Personal information
- Full name: Graeme Justin Lee
- Date of birth: 12 July 1939
- Place of birth: Tasmania
- Date of death: 14 April 2021 (aged 81)
- Height: 178 cm (5 ft 10 in)
- Weight: 76 kg (168 lb)
- Position(s): Wingman

Playing career
- Years: Club / Games (Goals)
- 1956–59: Wynyard / 43
- 1961–62: St Kilda / 18 (7)
- 1963–67: Launceston / 90
- 1968–75: East Devonport / 127

= Graeme Lee (Australian footballer) =

Australian rules footballer (1939–2021)

Graeme "Gypsy" Lee (12 July 1939 – 14 April 2021) was an Australian rules footballer who played with St Kilda in the VFL during the early 1960s. He also had a noted career in Tasmania and is a half-forward flanker in Launceston's official "Team of the Century".

==Early life and career==
Lee was born on the North West coast of Tasmania and started his career at Wynyard in 1956 as a wingman. Four years later he moved to the mainland when recruited by St Kilda. His three-year stint at St Kilda saw him manage just 18 senior appearances, with injury preventing him from taking a regular spot in the team.

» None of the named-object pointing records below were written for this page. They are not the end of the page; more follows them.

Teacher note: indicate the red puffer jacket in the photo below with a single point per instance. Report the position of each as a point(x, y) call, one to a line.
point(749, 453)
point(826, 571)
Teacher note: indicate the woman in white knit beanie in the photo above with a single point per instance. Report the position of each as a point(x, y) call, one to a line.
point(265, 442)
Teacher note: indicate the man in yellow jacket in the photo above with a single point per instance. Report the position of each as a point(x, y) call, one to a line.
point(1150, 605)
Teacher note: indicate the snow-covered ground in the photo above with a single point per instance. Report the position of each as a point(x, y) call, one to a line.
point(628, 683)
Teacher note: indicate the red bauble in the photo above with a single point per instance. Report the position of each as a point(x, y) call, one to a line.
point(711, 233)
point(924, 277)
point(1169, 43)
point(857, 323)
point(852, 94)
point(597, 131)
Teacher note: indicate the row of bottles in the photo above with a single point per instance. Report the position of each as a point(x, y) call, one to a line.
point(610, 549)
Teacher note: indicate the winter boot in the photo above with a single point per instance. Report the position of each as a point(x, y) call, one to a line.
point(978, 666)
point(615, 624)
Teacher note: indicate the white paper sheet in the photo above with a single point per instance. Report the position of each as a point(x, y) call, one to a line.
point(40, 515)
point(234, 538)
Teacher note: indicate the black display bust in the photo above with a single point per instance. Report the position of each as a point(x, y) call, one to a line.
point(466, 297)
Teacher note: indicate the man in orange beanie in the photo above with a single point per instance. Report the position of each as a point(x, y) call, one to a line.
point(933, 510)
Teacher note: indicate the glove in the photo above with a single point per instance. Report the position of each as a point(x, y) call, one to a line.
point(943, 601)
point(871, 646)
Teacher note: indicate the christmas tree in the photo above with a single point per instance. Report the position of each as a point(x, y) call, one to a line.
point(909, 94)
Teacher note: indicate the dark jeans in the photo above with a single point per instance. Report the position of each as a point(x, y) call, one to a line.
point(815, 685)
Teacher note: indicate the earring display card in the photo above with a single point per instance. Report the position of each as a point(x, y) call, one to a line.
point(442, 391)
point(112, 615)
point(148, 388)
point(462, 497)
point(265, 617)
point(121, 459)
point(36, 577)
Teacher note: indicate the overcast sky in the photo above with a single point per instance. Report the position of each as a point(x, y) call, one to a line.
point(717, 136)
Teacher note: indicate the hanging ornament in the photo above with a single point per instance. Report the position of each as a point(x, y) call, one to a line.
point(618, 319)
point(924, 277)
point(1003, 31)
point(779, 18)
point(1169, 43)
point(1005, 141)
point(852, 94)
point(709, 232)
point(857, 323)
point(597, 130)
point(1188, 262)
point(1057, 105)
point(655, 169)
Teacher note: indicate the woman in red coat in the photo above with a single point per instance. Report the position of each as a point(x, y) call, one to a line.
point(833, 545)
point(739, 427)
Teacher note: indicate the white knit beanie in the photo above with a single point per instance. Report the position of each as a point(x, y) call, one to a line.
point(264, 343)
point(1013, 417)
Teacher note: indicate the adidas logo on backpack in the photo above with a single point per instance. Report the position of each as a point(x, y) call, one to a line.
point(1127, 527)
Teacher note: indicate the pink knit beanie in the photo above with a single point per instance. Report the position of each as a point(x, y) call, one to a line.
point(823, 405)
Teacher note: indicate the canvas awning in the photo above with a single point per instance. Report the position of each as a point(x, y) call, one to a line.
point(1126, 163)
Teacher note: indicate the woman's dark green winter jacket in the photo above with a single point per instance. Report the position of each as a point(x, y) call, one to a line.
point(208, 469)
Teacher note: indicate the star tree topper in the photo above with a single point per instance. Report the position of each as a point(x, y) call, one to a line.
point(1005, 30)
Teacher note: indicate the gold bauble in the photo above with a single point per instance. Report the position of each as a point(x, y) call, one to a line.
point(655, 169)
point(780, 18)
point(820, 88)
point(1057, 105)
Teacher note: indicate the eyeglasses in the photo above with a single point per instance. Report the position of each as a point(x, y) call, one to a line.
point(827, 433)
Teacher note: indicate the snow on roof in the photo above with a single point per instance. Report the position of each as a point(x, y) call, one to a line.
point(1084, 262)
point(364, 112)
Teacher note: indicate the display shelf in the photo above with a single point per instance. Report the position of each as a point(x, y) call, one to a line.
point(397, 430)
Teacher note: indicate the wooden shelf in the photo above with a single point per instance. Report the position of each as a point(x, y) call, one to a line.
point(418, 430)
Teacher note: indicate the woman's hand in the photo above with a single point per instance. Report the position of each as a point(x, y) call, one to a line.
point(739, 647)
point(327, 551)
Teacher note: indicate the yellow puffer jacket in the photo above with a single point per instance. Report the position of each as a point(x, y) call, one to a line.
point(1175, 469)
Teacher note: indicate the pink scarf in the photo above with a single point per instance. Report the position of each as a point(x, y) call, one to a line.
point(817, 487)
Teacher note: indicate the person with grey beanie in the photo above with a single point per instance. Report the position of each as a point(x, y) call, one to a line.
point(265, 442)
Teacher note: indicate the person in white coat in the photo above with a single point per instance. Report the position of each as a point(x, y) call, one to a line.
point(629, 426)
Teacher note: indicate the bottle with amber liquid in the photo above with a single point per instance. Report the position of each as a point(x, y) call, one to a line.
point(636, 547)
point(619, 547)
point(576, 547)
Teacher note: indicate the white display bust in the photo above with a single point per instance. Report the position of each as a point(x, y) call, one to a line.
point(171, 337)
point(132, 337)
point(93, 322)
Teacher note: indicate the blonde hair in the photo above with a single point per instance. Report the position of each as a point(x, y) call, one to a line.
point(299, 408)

==Return to Tasmania and State selection==
When he returned to Tasmania in 1963 he joined Northern Tasmanian Football Association club Launceston and served as captain-coach. His fourth and final destination was East Devonport, where he remained a captain-coach and steered them to a rare premiership in 1968.

Amongst his 11 interstate appearances for Tasmania, Lee captained his state at the 1966 Hobart Carnival, where he finished equal third in the Tassie Medal and earned selection to the All-Australian team.

Lee was inducted into the Tasmanian Football Hall of Fame in 2005.